The money will keep rolling in for as long as unemployment keeps low. However the big drop in equity markets has revealed the extent to which the industry had factored in a big performance fee component, and taken for granted that clients would never flee en masse to cash, as they appear to have done. (Although in a heartening sign of industry resilience, it seems that many advisers are receiving trailing commissions for parking their clients in term deposits. Congratulations all.)

Funds managers’ reactions to the lean times have in some cases been predictable. BT Financial Group’s 100 redundancies, revealed in I&T News last month, have only received more publicity than downsizings at other firms because of heightened focus ahead of the Westpac-St.George merger, and curiosity about what further synergies are being cooked up by the integration taskforce (to which BT chief information officer Tony Forward is understood to have been seconded).
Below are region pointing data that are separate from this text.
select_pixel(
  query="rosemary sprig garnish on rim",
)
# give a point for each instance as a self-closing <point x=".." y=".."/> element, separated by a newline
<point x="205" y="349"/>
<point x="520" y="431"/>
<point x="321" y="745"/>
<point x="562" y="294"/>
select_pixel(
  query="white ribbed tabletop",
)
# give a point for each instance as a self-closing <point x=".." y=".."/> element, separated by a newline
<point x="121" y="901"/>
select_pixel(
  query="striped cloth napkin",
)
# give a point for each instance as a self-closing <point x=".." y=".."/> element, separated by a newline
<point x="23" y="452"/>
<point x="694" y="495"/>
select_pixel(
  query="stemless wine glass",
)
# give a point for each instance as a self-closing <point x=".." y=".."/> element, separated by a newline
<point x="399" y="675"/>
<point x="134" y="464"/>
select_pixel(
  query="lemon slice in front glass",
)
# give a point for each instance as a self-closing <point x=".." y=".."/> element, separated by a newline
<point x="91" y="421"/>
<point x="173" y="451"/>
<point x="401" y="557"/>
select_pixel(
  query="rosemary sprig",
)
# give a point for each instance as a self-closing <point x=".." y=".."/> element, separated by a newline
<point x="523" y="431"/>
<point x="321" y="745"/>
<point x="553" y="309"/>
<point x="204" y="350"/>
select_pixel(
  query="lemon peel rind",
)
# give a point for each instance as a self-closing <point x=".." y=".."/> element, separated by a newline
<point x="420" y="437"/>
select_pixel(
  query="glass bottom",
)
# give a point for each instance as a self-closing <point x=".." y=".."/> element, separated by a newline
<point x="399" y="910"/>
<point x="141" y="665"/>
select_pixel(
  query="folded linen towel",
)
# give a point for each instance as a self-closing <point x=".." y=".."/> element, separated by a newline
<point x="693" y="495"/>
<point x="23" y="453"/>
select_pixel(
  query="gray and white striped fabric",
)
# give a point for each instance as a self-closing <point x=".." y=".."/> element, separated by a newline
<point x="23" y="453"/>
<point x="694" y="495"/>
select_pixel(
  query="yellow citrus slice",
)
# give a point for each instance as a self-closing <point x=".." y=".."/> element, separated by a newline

However, other groups are trying different approaches, to at least postpone cuts to headcount. There’s the classic ‘cut everything that’s not rent and wages’ strategy, which we’re told is in place at more than a couple of firms whose names aren’t in the paper every day. UBS – whose name is – has since late 2007 had a global directive that beleaguered staff cannot fly business-class for trips under five hours. Our software vendor readers would already be trying to capitalise on another common reaction to lean times – the outsourcing of more backoffice and admin services, as, for instance, deputy chief executive Andrew Laing recently revealed would be the case globally at Aberdeen Asset Management.

But the most interesting idea I’ve heard is one apparently being considered by one of the biggest Australian-owned wealth managers. It’s looking at offering all staff the option of going four days a week. The prospect of a 20 per cent pay cut may scare many of us, but recruiters tell me that a long weekend, every weekend, is actually an arrangement desired by a surprisingly high number of workers.

One presumes the staff who’d take up the offer are not primary breadwinners. But if enough of them do take it up, across a workforce of several thousand you might achieve the cost savings you need without any of the bad publicity, bad karma or corporate memory loss that goes with some of the approaches mentioned above. I

 could go on to tell you how unwise it would be to cut marketing spend at a time like this, but you’d all see through that as easily as if I told you that fin services was recession-proof.